There is considerable confusion about the two terms grandiflora and grandiflorus when used in the context of sweet peas or other Lathyrus species. Their similarity can lead people to assume that the terms are synonymous, and the problem has been confounded by gardening 'personalities' carelessly misusing the terms. Some popular seed catalogues further compound the confusion by offering their grandiflora sweet peas under the erroneous epithet Lathyrus grandiflorus.
The two species
To start with, we need to draw a distinction between the two species involved. There are many species of Lathyrus distributed in both the old and new worlds. Several are widely cultivated, and others are proving to be useful garden plants as they become more widely available. The two we need to consider in this context are Lathyrus odoratus and Lathyrus grandiflorus.
This is the true "Sweet Pea". It is an annual, and is native to southern Italy and Sicily. It was first described in 1696 and was first cultivated in northern Europe in 1699 after seed was sent to England and Holland. Several different colour forms appeared over time, but it was not until the late C19th that much work was done to improve the flower quality. The most famous of the sweet pea breeders of this period was Henry Eckford, who produced a great number of excellent varieties with larger and more impressive flowers than had previously existed. These varieties were accordingly named the 'grandiflora sweet peas' or simply 'grandifloras'.
As the flower size of these grandiflora varieties is quite small by modern standards, they are now frequently listed as 'heirloom', 'antique' or 'old fashioned' varieties.

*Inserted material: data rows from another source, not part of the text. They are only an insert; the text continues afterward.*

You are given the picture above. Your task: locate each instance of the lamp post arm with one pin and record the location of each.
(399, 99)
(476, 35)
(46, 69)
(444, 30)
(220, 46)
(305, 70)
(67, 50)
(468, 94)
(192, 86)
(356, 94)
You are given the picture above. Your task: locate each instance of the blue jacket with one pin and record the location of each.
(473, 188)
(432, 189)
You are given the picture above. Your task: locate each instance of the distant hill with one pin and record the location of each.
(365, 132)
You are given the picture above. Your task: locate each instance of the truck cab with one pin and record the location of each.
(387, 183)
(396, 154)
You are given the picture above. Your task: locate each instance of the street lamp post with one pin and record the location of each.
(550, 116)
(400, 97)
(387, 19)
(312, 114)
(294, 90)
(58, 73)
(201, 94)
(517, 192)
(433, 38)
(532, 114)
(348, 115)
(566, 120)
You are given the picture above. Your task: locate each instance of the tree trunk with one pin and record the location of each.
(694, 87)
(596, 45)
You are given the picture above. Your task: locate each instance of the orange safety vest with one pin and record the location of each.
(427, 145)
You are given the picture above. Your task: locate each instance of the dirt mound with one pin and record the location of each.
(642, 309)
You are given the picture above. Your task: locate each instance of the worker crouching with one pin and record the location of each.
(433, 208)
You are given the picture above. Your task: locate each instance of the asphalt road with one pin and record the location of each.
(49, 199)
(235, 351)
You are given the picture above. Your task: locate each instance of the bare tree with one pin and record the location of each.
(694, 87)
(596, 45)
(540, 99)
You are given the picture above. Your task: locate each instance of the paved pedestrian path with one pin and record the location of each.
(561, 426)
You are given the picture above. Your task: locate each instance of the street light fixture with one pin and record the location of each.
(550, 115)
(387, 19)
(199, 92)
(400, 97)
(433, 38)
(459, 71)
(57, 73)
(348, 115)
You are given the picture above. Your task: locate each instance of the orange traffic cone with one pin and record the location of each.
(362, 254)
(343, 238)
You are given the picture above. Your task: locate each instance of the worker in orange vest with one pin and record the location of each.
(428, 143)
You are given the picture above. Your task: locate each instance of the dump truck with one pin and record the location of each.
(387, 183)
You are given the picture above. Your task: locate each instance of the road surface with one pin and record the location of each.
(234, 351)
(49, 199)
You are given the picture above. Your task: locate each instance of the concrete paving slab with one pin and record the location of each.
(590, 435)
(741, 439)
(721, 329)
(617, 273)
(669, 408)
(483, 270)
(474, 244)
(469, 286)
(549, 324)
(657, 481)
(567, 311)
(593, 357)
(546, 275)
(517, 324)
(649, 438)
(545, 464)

These more general terms are also used to include other old varieties such as 'Cupani Original' which, of course, predated the true grandifloras by nearly 200 years. These varieties are famous for their strong spicy fragrance and come in a huge range of colours and patterns.
A perennial species from southern Europe, known as the 'everlasting Pea'. A spectacular plant with good sized unscented flowers carried in twos and threes over a long season. Can be encouraged to climb, or left to sprawl naturally. The flowers are a rich magenta with a deep red keel. Lathyrus grandiflorus was introduced into the UK in 1814. Seed is rarely produced in cultivation and is not commercially available. It is, however, readily propagated from its spreading tuberous roots, and plants can often be found in garden centres. Otherwise check the RHS plant finder.
It is very disappointing to see supposedly knowledgable gardening "experts" confusing these two very distinct species, and even more worrying that some widely distributed seed catalogues serve only to increase the confusion. There is no such plant as Lathyrus grandiflorus 'Matucana'.